10. An apparatus of generating a virtual idol, comprising:
an obtaining unit configured to obtain feature information of a target object;
a determination unit configured to determine, from a preset face material library,
a target virtual face matching with the feature information, and determine, from a
preset motion video library, a target motion video matching with the feature information;
and
a fusion unit configured to fuse the target virtual face and a facial image in the
target motion video to generate a virtual idol corresponding to the target object.

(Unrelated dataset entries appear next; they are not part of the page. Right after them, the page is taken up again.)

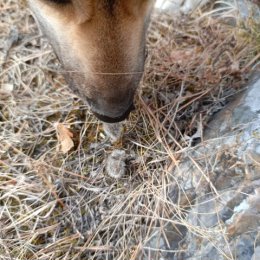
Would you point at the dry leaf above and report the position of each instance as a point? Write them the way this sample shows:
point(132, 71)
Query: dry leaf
point(64, 137)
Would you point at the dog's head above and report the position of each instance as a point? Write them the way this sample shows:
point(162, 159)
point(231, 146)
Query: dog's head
point(101, 45)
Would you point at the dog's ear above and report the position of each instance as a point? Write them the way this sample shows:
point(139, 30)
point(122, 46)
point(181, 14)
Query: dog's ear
point(84, 10)
point(138, 7)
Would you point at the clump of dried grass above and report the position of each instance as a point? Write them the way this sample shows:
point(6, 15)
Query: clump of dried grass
point(55, 206)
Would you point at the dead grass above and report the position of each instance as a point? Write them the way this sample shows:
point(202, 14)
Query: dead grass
point(55, 206)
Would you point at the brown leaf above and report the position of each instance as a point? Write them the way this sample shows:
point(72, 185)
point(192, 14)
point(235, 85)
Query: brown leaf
point(64, 137)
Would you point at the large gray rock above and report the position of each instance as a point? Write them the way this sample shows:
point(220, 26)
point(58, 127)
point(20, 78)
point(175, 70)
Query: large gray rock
point(222, 178)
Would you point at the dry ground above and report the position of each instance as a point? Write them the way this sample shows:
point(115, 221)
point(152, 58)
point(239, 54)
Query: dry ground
point(65, 206)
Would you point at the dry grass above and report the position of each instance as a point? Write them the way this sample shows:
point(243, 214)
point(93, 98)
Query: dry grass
point(55, 206)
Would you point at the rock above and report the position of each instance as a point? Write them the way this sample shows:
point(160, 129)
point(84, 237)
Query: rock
point(113, 131)
point(256, 254)
point(223, 175)
point(115, 165)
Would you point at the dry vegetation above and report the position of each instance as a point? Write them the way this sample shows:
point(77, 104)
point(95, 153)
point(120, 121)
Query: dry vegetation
point(65, 206)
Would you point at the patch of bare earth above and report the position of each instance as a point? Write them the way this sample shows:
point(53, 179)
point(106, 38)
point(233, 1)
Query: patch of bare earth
point(56, 205)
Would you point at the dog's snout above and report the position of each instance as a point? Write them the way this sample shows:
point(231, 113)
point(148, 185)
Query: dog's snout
point(116, 119)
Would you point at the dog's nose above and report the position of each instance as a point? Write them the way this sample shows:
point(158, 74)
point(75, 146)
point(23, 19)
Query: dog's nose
point(108, 119)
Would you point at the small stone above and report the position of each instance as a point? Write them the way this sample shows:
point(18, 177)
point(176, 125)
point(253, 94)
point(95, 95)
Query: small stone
point(115, 166)
point(113, 131)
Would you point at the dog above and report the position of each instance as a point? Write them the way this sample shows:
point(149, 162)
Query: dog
point(101, 46)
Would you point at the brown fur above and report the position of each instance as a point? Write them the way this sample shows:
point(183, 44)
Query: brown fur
point(101, 46)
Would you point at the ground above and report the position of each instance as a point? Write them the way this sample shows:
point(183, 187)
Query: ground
point(57, 204)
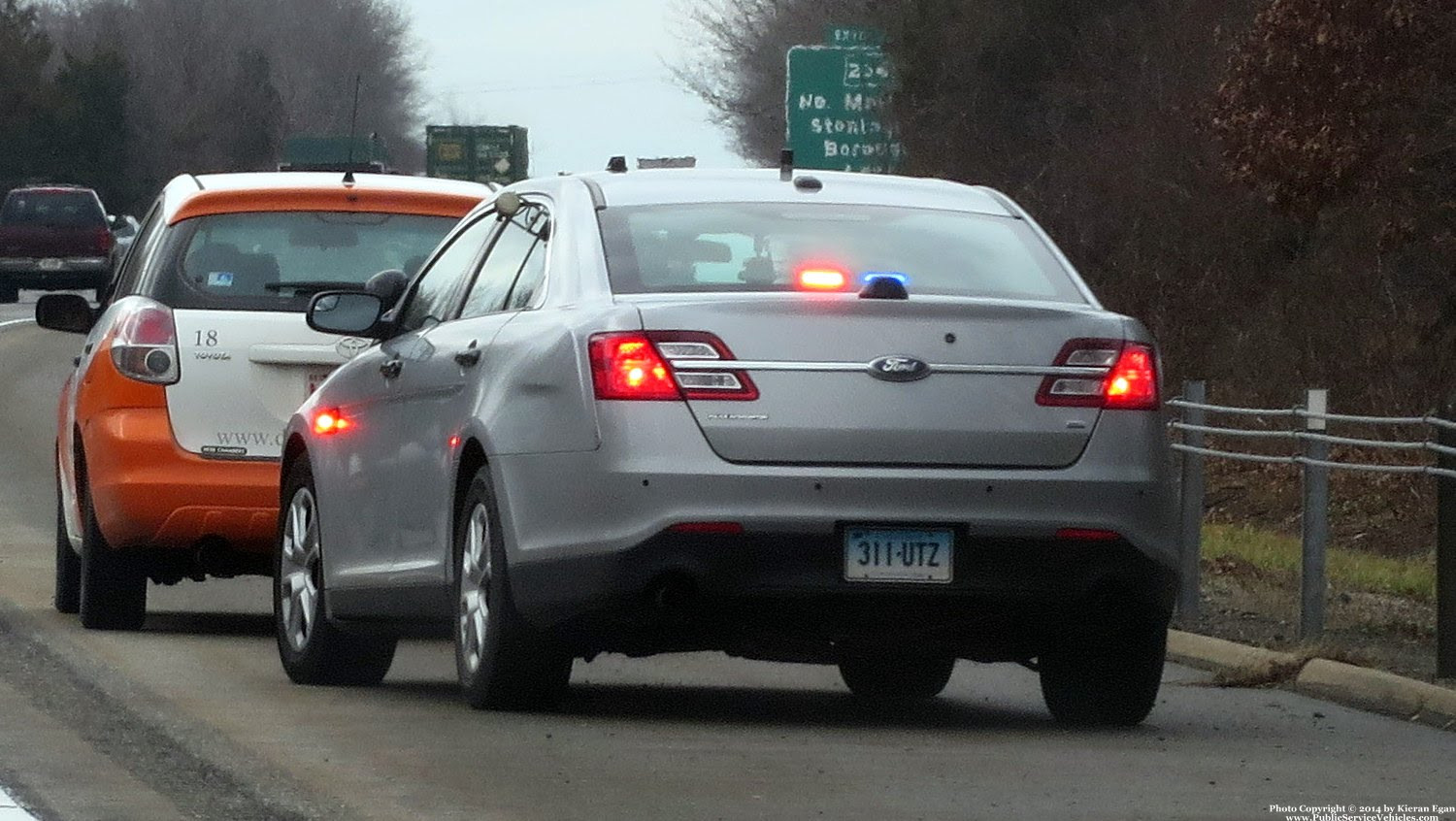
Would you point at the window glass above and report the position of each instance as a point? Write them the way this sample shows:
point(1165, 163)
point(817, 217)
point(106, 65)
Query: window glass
point(52, 207)
point(762, 246)
point(146, 245)
point(430, 300)
point(529, 281)
point(504, 262)
point(279, 259)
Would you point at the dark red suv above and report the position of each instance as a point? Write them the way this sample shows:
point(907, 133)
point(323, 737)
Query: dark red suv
point(52, 238)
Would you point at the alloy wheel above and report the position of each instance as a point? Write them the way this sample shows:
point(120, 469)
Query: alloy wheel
point(475, 581)
point(299, 584)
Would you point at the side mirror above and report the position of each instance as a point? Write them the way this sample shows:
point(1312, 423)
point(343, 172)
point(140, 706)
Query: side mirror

11. The apparatus according to claim 10, wherein the fusion unit comprises a first fusion
module, a second fusion module, and a third fusion module, wherein
the first fusion module is configured to fuse the target virtual face and the facial
image to obtain a target fused image;
the second fusion module is configured to use the target fused image to replace the
facial image in the target motion video to obtain a new motion video; and
the third fusion module is configured to generate the virtual idol based on the new
motion video.
12. The apparatus according to any one of claims 10 to 11, the apparatus further comprising
an acquisition unit and a driving unit, wherein
the acquisition unit is configured to acquire, by means of a photographing device,
a target motion performed when a user endorses the target object; and
the driving unit is configured to drive the virtual idol to perform the target motion.
13. The apparatus according to any one of claims 10 to 12, wherein the determination unit
further comprises a third determination module and a fourth determination module;
the third determination module is configured to determine a target costume type corresponding
to the feature information; and
the fourth determination module is configured to determine the target motion video
from the preset motion video library based on the target costume type.
14. A computer-readable storage medium having computer program instructions stored thereon,
wherein the computer program instructions, when executed by a processor, cause the
processor to perform the method according to any one of claims 1-9.
15. A computer program product comprising computer program instructions, wherein the computer
program instructions, when executed by a processor, cause the processor to perform
the method according to any one of claims 1-9.